Practical Carriage Building

Compiled by M.T. Richardson, Vol.1. 1891

Locust for Carriage Parts and Wheels

The difficulty experienced in procuring first quality hickory causes much extra expense to the builders of really first-class light carriages. White ash has been substituted in some cases with good results; but prime white ash is really more difficult to obtain than hickory, so that the evil is not remedied by the use of ash. The only timber possessing the requisite qualities which grows in quantities sufficiently great to afford real relief is locust.

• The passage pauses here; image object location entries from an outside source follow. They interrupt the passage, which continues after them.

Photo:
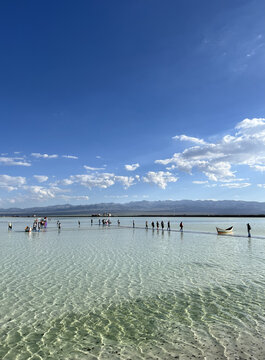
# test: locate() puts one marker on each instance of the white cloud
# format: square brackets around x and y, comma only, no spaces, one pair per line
[116,196]
[71,197]
[189,138]
[42,193]
[160,178]
[198,182]
[131,167]
[70,157]
[245,147]
[13,161]
[90,168]
[235,185]
[126,181]
[259,167]
[44,156]
[41,178]
[100,180]
[11,183]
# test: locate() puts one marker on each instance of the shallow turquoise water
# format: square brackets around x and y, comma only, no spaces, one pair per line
[120,293]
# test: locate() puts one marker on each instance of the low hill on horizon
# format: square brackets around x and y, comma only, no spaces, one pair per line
[165,207]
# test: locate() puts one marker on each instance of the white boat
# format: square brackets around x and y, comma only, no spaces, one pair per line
[224,231]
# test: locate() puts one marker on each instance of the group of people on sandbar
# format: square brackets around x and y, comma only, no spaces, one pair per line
[157,225]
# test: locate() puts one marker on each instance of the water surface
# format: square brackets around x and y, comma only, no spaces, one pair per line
[114,292]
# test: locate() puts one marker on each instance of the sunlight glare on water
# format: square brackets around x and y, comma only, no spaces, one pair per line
[94,292]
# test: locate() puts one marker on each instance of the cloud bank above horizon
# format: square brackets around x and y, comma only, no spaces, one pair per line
[213,165]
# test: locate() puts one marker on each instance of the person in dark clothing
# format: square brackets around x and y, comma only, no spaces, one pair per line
[248,228]
[181,226]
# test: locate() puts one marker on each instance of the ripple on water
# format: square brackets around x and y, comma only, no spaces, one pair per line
[120,295]
[185,325]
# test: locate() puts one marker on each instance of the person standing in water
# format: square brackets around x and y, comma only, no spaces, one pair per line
[162,225]
[248,229]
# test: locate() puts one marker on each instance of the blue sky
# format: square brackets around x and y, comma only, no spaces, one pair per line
[117,101]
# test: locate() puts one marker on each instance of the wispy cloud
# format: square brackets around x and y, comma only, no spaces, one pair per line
[11,183]
[44,156]
[10,161]
[90,168]
[245,147]
[160,178]
[99,180]
[41,178]
[131,167]
[70,157]
[235,185]
[199,182]
[189,138]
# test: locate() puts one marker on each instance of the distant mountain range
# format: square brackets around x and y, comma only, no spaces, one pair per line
[137,208]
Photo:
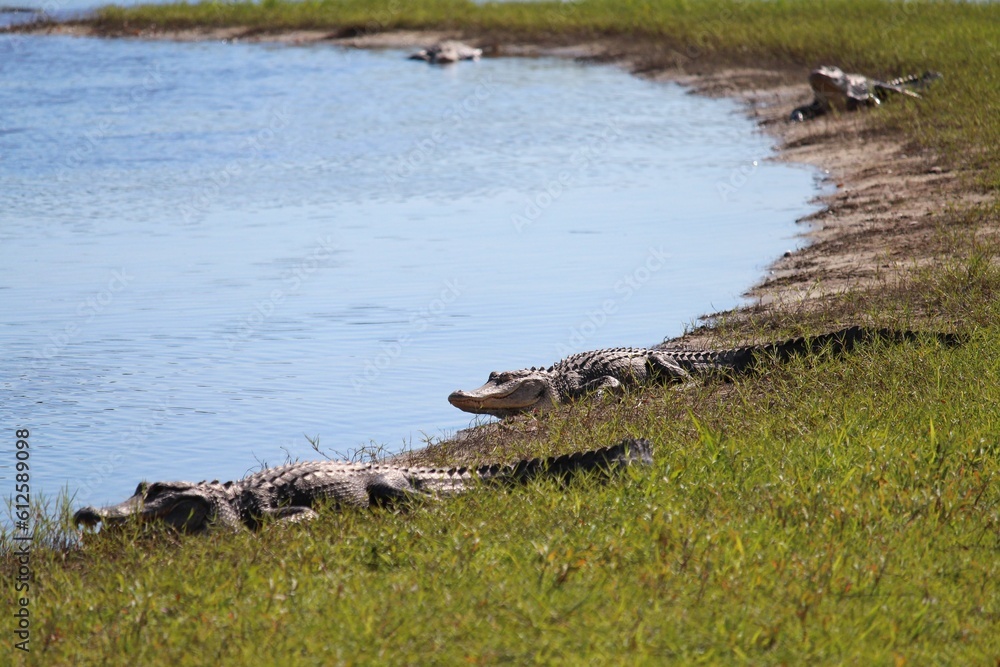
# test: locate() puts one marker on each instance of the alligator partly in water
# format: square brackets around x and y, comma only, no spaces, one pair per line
[292,492]
[448,51]
[834,89]
[601,371]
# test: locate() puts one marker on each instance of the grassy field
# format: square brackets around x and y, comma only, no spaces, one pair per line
[830,510]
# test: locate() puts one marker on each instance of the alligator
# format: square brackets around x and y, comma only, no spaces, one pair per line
[597,372]
[834,89]
[448,51]
[293,492]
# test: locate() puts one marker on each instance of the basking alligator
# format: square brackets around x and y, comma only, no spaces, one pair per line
[291,492]
[509,393]
[833,89]
[448,51]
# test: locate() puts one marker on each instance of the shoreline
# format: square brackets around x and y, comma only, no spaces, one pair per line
[877,223]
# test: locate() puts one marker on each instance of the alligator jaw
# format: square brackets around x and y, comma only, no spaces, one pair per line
[190,512]
[504,399]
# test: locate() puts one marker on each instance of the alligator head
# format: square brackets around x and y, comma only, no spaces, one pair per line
[182,505]
[509,393]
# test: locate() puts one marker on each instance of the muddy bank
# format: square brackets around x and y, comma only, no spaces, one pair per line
[876,222]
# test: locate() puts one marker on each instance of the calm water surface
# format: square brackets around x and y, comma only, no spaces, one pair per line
[211,250]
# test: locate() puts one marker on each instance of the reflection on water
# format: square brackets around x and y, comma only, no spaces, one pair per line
[212,250]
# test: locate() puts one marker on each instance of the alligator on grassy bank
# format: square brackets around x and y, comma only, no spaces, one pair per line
[833,89]
[448,51]
[291,492]
[512,392]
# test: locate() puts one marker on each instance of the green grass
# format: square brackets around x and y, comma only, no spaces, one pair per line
[829,510]
[832,510]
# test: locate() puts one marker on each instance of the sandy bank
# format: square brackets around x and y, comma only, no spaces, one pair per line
[876,223]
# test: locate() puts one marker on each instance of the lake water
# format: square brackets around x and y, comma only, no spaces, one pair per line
[212,250]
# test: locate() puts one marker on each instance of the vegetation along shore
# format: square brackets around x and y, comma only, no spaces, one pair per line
[823,510]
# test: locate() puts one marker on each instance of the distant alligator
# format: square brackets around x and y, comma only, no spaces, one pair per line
[291,492]
[448,51]
[512,392]
[833,89]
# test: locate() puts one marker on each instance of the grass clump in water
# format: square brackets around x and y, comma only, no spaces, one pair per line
[828,510]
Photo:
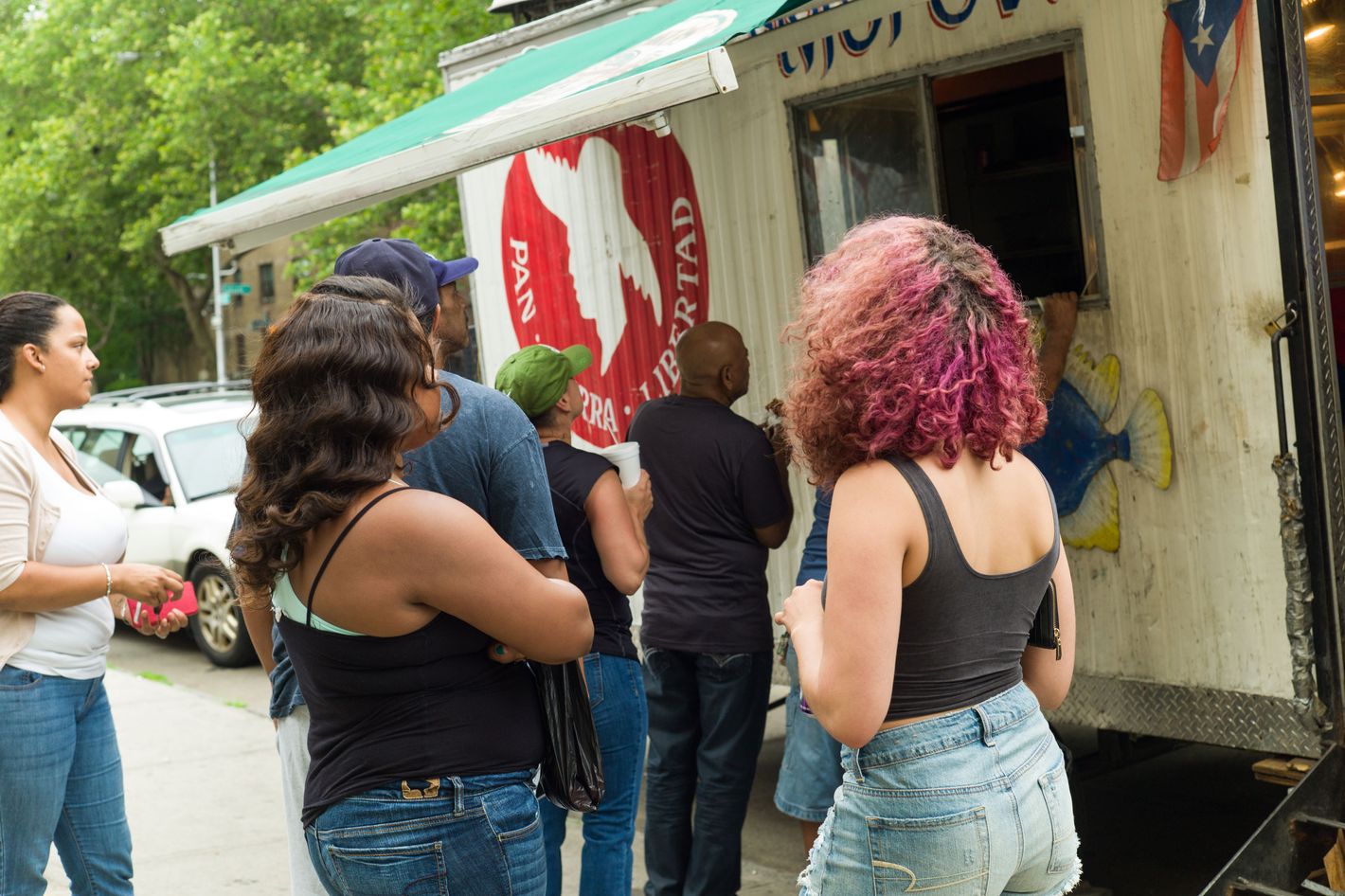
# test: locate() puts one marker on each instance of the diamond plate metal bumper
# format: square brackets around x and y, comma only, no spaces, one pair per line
[1203,714]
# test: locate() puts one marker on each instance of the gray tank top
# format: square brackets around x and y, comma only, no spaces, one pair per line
[962,633]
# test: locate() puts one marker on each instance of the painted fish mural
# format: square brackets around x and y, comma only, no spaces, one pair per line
[1076,448]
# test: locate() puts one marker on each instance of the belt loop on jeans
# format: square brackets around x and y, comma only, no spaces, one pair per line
[987,733]
[431,790]
[852,761]
[457,797]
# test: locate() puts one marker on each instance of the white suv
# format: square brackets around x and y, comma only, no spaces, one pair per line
[172,457]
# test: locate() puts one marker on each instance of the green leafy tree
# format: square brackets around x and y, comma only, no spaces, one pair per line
[112,111]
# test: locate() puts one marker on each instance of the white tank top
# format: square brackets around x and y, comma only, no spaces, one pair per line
[73,642]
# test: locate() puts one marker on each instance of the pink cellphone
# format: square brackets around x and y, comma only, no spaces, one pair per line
[186,601]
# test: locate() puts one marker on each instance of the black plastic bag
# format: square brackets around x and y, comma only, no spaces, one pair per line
[572,768]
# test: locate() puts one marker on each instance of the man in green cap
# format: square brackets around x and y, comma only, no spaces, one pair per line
[538,377]
[602,530]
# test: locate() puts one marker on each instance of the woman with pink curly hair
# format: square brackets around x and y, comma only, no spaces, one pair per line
[915,386]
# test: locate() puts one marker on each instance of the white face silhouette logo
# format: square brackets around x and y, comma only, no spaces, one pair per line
[605,246]
[602,245]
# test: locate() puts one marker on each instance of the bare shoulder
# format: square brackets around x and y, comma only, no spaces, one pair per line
[425,517]
[874,489]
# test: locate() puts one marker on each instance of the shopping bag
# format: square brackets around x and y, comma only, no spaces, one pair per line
[572,767]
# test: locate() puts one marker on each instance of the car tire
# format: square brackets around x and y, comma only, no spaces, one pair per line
[218,626]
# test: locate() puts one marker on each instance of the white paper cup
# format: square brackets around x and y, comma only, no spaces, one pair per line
[626,455]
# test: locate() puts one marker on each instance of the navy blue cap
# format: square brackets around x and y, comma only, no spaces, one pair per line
[451,271]
[400,262]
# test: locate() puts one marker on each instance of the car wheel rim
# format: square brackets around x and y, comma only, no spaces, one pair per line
[215,618]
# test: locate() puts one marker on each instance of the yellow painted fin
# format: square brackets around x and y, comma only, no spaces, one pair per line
[1150,439]
[1097,381]
[1097,521]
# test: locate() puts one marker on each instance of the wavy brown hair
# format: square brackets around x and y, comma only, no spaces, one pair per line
[333,386]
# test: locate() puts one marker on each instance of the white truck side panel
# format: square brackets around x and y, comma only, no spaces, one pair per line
[1194,596]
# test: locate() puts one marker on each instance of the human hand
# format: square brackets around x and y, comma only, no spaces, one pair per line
[503,654]
[639,496]
[146,582]
[167,624]
[802,607]
[1060,313]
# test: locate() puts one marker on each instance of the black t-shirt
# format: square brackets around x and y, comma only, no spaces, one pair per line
[714,480]
[573,474]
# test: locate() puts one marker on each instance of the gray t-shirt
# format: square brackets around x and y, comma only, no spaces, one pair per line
[492,460]
[714,482]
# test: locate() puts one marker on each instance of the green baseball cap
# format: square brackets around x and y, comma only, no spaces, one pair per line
[537,377]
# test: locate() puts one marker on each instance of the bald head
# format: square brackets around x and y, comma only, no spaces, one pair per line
[713,362]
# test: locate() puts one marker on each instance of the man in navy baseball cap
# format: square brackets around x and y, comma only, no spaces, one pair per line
[429,282]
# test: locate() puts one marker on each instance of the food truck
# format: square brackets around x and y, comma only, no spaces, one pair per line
[628,169]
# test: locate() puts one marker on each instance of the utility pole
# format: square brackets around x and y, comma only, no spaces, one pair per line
[217,320]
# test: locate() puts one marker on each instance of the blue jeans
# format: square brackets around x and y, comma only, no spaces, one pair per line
[60,781]
[974,802]
[810,771]
[707,722]
[617,693]
[475,835]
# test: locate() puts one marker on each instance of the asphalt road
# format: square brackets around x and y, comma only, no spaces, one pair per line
[1162,826]
[175,661]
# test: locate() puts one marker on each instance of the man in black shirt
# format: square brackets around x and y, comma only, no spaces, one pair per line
[724,502]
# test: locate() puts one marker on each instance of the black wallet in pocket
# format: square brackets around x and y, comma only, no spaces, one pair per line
[1046,627]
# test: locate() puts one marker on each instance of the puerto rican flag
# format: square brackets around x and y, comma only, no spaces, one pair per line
[1203,47]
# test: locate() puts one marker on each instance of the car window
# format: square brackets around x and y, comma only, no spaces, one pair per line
[96,470]
[146,471]
[105,444]
[208,459]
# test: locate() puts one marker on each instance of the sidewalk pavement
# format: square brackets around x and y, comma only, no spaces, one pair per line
[202,786]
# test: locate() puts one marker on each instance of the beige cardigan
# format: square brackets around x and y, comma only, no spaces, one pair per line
[27,521]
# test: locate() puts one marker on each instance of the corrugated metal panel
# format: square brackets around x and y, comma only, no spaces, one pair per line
[1194,595]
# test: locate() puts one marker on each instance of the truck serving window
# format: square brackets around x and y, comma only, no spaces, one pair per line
[996,151]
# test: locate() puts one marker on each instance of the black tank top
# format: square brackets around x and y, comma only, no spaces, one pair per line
[962,633]
[428,704]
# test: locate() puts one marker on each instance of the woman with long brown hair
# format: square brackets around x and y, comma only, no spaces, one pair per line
[916,385]
[422,748]
[63,582]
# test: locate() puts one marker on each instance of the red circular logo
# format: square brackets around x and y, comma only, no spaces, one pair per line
[602,245]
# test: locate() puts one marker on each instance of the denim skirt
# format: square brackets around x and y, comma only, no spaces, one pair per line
[971,803]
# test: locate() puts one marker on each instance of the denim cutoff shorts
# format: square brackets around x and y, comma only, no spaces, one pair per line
[476,834]
[810,771]
[974,802]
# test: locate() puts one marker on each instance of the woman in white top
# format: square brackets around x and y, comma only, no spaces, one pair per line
[61,584]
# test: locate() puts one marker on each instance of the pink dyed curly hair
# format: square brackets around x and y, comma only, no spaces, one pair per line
[913,342]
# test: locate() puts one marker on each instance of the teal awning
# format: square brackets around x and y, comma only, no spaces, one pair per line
[620,71]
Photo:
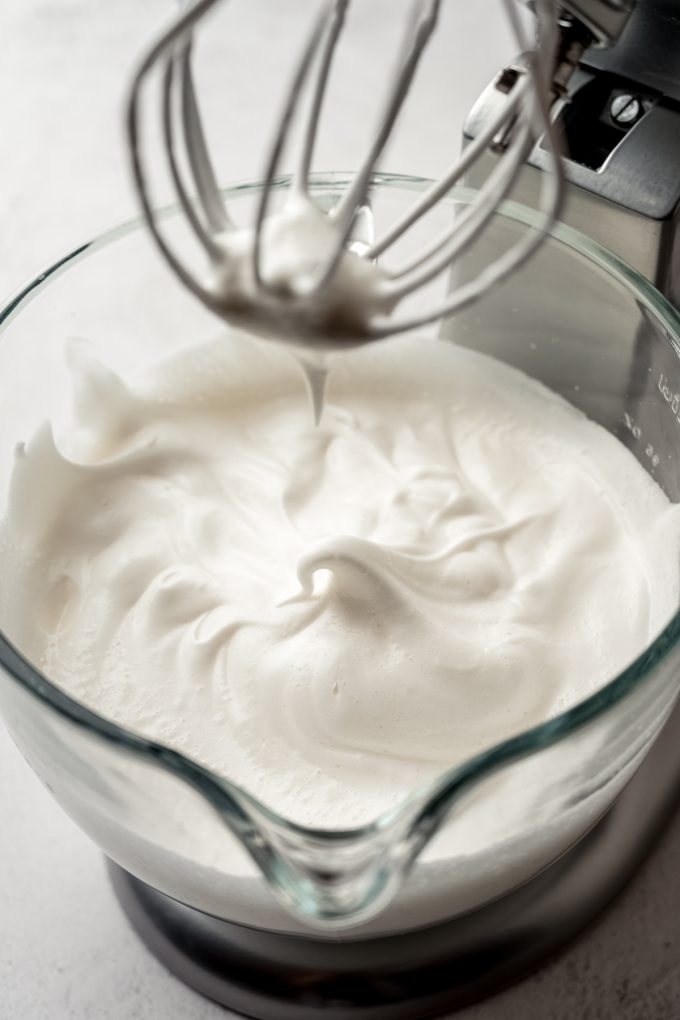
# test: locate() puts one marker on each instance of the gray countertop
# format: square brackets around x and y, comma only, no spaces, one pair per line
[65,950]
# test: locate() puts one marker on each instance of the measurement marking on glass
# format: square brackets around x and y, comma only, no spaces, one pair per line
[636,431]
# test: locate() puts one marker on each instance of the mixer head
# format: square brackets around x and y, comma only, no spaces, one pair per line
[336,288]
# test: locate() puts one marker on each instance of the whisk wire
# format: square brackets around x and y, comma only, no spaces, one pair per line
[197,149]
[422,23]
[273,159]
[312,125]
[203,235]
[522,118]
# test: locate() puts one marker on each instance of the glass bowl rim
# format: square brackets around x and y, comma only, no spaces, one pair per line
[440,792]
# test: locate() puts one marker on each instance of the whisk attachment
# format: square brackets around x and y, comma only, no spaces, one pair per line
[319,277]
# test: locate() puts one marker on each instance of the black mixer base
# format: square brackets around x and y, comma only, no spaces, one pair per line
[416,973]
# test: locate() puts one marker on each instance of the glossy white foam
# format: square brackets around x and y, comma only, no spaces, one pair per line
[332,615]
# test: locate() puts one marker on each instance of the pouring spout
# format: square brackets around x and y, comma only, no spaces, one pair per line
[331,879]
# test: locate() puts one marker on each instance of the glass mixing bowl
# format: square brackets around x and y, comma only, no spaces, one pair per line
[576,318]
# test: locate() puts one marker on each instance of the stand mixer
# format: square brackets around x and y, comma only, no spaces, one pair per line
[616,356]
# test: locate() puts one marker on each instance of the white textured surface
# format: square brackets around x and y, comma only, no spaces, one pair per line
[65,951]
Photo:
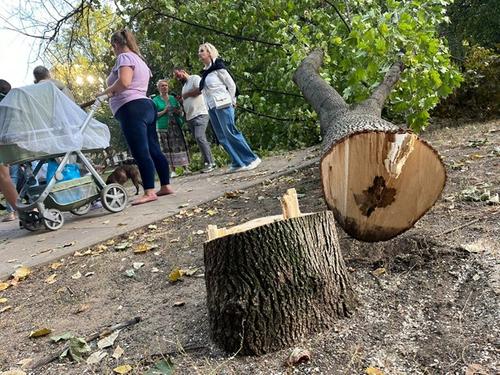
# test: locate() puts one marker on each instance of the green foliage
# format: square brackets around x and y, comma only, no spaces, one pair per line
[474,21]
[479,95]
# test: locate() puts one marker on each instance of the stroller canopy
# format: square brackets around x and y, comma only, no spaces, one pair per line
[42,120]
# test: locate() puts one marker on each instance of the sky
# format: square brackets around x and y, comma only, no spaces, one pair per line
[18,51]
[18,58]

This is found in the North, but it is lacking in the one quality—elasticity; but the locust of the South, notably that growing in Tennessee and in the sections of the States which join on Tennessee, is remarkable for its elasticity up to a certain point. It will not retain it to the same extreme point that hickory will, but it is more active when the deflection is slight. It is also a wonderfully durable timber, takes paint well, and retains its form.

In the latter respect it is equal to the best white ash and superior to hickory. Light wagons in which locust is used for axle beds, spring bars, side bars, and shafts, have been built which have proven by actual test to be equal in every respect to those built of hickory. Locust has long been approved as a good hub timber, use having proven that it is more durable than elm, the only objection to it for light hubs being its solidity, or rather hardness, which does not permit the spokes being driven as tight as they can be in elm.

Light wheels having locust spokes as well as hubs have been made, and the spokes have stood the test to the satisfaction of those who have used them. This being the case, it seems but politic that locust should be put on the market in quantities that will enable carriage builders to procure enough to make good the deficiency in hickory.